The Government has published a ‘dementia atlas’, which reveals the postcode lottery that exists across England for people affected by the condition.
The atlas maps five themes of care – prevention, diagnosis, support, living with dementia and end of life care – using benchmarks for each.
Health Secretary, Jeremy Hunt has said that the new atlas should help drive improvements by helping to identify which areas are currently falling short in the services they offer to dementia sufferers.
Statistics show that in areas such as Aylesbury and North East Lincolnshire, around 85 per cent of patients receive face to face consultations but in other areas, for example Somerset, the figure is as low as 50 per cent.
Dementia charities are now calling for an end to postcode variation, arguing that regional variations in population density and age may explain some but not all of the differences in the level of care.
George McNamara from the Alzheimer’s Society charity said: "The causes of variation need to be investigated to ensure care is never a gamble."
Caroline Abrahams of Age UK said: "In some areas we know help is really good but elsewhere services are frankly not up to scratch, with only a few people receiving at least an annual review of their care following diagnosis.
"This is an unacceptable postcode lottery of care.
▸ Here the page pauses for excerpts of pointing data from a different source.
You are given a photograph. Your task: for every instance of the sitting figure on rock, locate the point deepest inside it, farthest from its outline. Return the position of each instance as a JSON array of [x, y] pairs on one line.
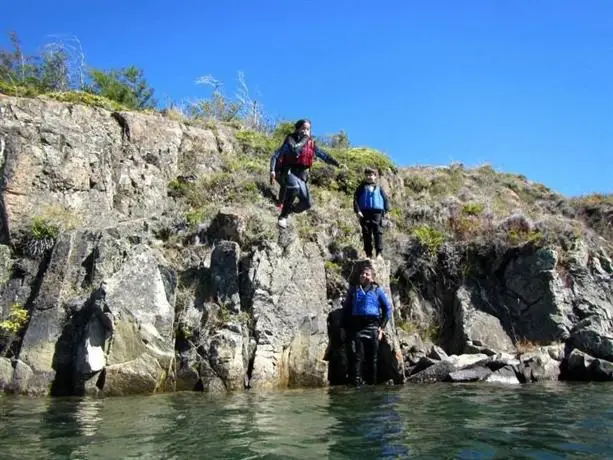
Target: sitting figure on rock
[[370, 204], [366, 311], [290, 167]]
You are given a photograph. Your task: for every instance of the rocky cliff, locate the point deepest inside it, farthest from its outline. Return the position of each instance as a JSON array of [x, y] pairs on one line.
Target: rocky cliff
[[140, 253]]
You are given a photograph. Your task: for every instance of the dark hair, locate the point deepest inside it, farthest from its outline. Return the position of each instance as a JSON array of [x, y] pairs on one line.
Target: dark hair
[[300, 123]]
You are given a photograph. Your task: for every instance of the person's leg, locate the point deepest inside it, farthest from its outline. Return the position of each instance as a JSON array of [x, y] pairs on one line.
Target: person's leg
[[366, 237], [377, 231], [291, 191], [304, 198], [358, 359], [371, 352]]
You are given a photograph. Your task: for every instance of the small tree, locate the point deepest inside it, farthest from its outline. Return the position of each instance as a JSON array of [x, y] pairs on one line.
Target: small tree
[[126, 86]]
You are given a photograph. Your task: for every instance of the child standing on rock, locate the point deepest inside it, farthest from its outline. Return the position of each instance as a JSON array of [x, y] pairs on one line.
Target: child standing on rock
[[370, 204]]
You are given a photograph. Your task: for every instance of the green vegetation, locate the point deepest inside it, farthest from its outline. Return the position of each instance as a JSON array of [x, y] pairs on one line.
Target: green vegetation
[[53, 72], [429, 238], [17, 319], [42, 229], [472, 209]]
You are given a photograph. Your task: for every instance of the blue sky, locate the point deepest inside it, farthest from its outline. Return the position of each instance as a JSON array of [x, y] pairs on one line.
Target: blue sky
[[525, 86]]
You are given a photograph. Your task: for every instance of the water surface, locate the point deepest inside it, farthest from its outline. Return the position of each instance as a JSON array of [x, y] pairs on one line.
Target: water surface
[[541, 421]]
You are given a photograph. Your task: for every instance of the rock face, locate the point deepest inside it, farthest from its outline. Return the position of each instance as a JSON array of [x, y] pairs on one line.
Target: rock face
[[132, 290], [93, 165], [521, 300]]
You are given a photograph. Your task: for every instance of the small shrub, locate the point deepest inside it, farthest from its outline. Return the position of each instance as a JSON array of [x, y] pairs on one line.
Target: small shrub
[[178, 188], [432, 333], [85, 98], [417, 183], [332, 267], [408, 326], [465, 226], [40, 238], [516, 236], [16, 321], [42, 228], [429, 238], [472, 209]]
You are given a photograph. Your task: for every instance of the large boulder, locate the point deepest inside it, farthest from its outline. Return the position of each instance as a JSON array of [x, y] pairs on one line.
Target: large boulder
[[286, 287]]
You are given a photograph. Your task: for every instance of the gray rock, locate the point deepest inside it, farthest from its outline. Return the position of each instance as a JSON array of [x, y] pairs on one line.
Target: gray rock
[[224, 273], [538, 366], [505, 375], [437, 372], [437, 353], [482, 329], [470, 374], [286, 289]]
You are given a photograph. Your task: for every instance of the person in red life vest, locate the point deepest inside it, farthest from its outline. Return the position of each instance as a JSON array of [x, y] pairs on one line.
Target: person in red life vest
[[370, 204], [296, 156], [366, 311]]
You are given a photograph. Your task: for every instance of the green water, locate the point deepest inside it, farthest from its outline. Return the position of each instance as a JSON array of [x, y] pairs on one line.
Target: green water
[[425, 421]]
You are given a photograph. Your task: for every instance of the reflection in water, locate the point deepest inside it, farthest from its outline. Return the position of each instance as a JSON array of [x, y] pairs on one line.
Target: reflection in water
[[425, 421]]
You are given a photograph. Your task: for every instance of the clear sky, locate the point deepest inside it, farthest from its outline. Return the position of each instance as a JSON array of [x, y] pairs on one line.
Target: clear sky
[[526, 86]]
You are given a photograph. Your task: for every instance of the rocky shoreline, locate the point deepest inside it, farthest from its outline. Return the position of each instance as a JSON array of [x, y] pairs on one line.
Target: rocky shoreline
[[128, 297]]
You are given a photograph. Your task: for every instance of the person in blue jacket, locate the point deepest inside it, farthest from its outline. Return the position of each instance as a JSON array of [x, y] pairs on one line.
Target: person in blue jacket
[[370, 204], [296, 157], [366, 311]]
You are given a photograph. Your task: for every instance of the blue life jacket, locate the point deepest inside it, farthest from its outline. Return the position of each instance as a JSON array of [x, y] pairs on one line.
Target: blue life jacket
[[371, 199], [366, 303]]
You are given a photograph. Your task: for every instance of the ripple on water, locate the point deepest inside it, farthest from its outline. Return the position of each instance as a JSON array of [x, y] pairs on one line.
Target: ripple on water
[[421, 421]]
We must continue efforts to improve both access to, and quality of, care for the growing number of us living with dementia."
Currently there are 676,000 people living with dementia in England and this figure is set to rise. Mr Hunt said that by publishing the current levels of care "we are shining a spotlight on areas where there is still work to be done, whilst highlighting where we can learn from best practice".
The atlas also shows which areas of England are deemed to be dementia-friendly communities – places that have taken steps to make life easier for people with dementia and their carers, for example training local retailers on how to assist customers with the condition.
A large part of the West Midlands and Yorkshire are now dementia-friendly, but many other regions in the north and south are lagging behind.
Lee McClellan, a partner with Palmers who specialises in Older Client legal issues said: “The government’s atlas graphically illustrates that there is a great deal of disparity in the care and support available to dementia sufferers and their families.
“The results are shocking, but not altogether unexpected. They force each of us to consider the future.
“At Palmers, we can provide sensitive advice and practical support with issues including creating and registering Lasting Powers of Attorney (LPA), applications to the Court of Protection and issues relating to the provision and funding of long-term care.”
A number of Palmers’ lawyers and support staff are trained Dementia Friends. The firm is also involved with the Southend Dementia Action Alliance, initiated by Southend Council, which aims to make Southend a Dementia Friendly area.